Interest on PPF Account for Senior Citizens
Senior citizens get the same interest rate on the PPF as younger Indians. However, they can earn higher interest rates on senior citizen oriented products such as SCSS (Senior Citizens Savings Scheme) and Pradhan Mantri Vaya Vandana Yojana (PMVVY).
Eligible Banks for Opening a PPF Account
Even though PPF is a savings scheme launched by the government of India, all private and public banks do not offer this facility.
Given below is a list of the private sector banks that allow you to open a PPF account-
- Axis Bank
- ICICI Bank
- HDFC Bank
Given below is a list of the public sector banks that allow you to open a PPF account-
- State Bank of India
- Canara Bank
- Indian Bank
- UCO Bank
- Bank of India
- Bank of Baroda
- Allahabad Bank
- Central Bank of India
- Union Bank of India
- Andhra Bank
- Corporation Bank
- Dena Bank
- Indian Overseas Bank
- Syndicate Bank
- UCO Bank
- United Bank of India
- Vijaya Bank
- IDBI Bank
Given below is a list of a few popular banks that do not allow you to open a PPF account-
- DBS Bank
- IDFC Bank
- Kotak Bank
- RBL Bank
- Citi Bank
- Standard Chartered
- Federal Bank
- Yes Bank
- IndusInd Bank
- Bandhan Bank
- Karur Vysya Bank
- South Indian Bank
Difference between PPF and GPF
GPF or General Provident Fund is only open to Government employees, wherein employees of the public sector are given an option to credit a certain portion of their salary to the GPF accounts.

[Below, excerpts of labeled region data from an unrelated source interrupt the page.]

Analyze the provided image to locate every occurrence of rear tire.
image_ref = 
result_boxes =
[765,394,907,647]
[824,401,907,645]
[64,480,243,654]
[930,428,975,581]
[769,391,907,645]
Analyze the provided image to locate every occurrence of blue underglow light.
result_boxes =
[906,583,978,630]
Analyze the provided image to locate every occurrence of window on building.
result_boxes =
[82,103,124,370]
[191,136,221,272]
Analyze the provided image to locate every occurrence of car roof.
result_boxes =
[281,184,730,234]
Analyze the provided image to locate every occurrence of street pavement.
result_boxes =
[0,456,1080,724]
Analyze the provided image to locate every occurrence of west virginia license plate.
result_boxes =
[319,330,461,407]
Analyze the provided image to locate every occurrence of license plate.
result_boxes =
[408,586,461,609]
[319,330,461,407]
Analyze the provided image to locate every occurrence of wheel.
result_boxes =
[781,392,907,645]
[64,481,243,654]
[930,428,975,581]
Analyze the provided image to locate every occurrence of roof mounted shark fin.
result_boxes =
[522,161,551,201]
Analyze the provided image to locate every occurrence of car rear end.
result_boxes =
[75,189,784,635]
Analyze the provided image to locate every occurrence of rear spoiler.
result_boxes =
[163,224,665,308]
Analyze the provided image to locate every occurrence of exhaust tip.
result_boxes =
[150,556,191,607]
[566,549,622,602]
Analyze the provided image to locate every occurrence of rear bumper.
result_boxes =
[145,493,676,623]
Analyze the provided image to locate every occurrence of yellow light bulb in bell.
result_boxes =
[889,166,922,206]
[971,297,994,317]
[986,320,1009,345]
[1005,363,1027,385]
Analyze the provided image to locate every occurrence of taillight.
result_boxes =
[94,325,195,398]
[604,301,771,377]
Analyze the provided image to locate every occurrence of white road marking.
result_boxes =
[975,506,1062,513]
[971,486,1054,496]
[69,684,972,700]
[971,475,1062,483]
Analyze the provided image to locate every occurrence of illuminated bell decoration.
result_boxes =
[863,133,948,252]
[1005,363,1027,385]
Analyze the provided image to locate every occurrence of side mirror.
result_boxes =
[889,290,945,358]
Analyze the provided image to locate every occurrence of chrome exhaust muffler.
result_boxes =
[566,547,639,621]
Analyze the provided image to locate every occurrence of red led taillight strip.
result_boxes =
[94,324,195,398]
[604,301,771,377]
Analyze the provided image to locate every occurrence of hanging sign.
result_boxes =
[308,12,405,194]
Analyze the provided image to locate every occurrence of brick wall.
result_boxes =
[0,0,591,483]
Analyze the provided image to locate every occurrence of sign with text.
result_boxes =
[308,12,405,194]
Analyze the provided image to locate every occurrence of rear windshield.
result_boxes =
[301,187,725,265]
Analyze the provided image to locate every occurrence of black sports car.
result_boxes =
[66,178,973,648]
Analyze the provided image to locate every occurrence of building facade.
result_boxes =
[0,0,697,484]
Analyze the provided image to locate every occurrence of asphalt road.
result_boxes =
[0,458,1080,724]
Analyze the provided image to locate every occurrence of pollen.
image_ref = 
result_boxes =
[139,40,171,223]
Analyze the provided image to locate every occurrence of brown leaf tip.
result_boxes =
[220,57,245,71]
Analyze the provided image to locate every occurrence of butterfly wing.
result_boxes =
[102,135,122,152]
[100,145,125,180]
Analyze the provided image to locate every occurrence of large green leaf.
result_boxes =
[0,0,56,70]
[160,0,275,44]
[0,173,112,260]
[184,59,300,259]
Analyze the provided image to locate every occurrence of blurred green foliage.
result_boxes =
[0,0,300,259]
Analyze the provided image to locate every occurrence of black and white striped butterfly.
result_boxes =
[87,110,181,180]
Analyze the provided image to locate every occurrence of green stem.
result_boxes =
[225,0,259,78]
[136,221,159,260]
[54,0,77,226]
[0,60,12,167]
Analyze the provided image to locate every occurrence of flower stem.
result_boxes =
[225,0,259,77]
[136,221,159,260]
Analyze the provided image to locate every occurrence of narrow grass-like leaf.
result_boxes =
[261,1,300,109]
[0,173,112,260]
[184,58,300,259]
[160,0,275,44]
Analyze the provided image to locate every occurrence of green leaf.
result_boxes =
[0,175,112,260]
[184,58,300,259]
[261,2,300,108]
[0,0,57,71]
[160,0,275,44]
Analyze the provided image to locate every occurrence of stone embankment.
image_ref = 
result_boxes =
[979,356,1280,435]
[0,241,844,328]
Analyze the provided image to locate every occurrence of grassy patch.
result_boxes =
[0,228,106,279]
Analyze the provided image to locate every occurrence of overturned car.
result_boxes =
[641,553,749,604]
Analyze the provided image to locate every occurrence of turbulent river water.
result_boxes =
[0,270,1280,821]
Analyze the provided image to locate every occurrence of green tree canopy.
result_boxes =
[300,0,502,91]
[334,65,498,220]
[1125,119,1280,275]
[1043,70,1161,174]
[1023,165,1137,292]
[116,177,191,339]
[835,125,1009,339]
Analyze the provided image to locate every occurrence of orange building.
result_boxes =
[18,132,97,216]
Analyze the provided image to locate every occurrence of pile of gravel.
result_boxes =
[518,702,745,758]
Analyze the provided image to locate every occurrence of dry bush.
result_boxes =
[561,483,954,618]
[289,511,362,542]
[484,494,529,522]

PPF, on the other hand, is open to all Indians, from all sectors (public, private or self employed).
PPF Declaration in Income Tax Return (ITR)
The interest earned on PPF is exempt from taxation. However, it must be declared in the Income Tax Return filed for that specific year. You can also refer to your PPF passbook or online statement to obtain the figure for PPF interest earned.
Ques. When does interest get credited to a PPF Account?
Ans. Interest is credited to your PPF account at the end of each financial year. For example, interest for April 2019 to March 2020 will be credited to your PPF account on 31st March 2020.
Ques. Is PPF interest taxable?
Ans. No. Interest earned on PPF balance is completely tax-free since PPF investments come under the EEE (Exempt, Exempt, Exempt) status. This implies that contributions up to Rs.1.5Lakh to the PPF account are also tax deductible under Section 80C. Further, the interest credited as well as maturity amount of PPF are also tax exempt.
Ques. How to claim PPF amount after death?
Ans. The nominees can claim the PPF account using Form G. Subscribers must attach the death certificate, succession certificate, PPF Passbook, Letter of Indemnity and Affidavit along with the form. Succession certificate is not required if the account balance is less than Rs. 1 lakh. A legal heir can also claim the account without the presence of any nominee by producing all the documents mentioned above.
Ques. Why has my PPF interest not been credited?
Ans. There could be several reasons for this:
- The PPF interest rate is credited at the end of the financial year. You will not get PPF interest on a monthly or quarterly basis
- You may have contributed more than the limit of Rs. 1.5 lakh per annum. Such excess amounts will not earn any interest
- You may have contributed to the PPF account without formally extending it beyond 15 years, after its maturity. You have to fill up Form H in such cases in order to extend the account with contributions. Failure to submit this form within one year of account maturity means that the existing balance will earn interest but you cannot contribute fresh amounts. Interest on such fresh amounts will not be credited to the account.
Ques. What was the maximum PPF rate offered?
Ans. The PPF interest rate was fixed at 12% from 1986 to 1999. This was the highest rate offered. However, the inflation level and overall interest rates in those years were also different from the present ones.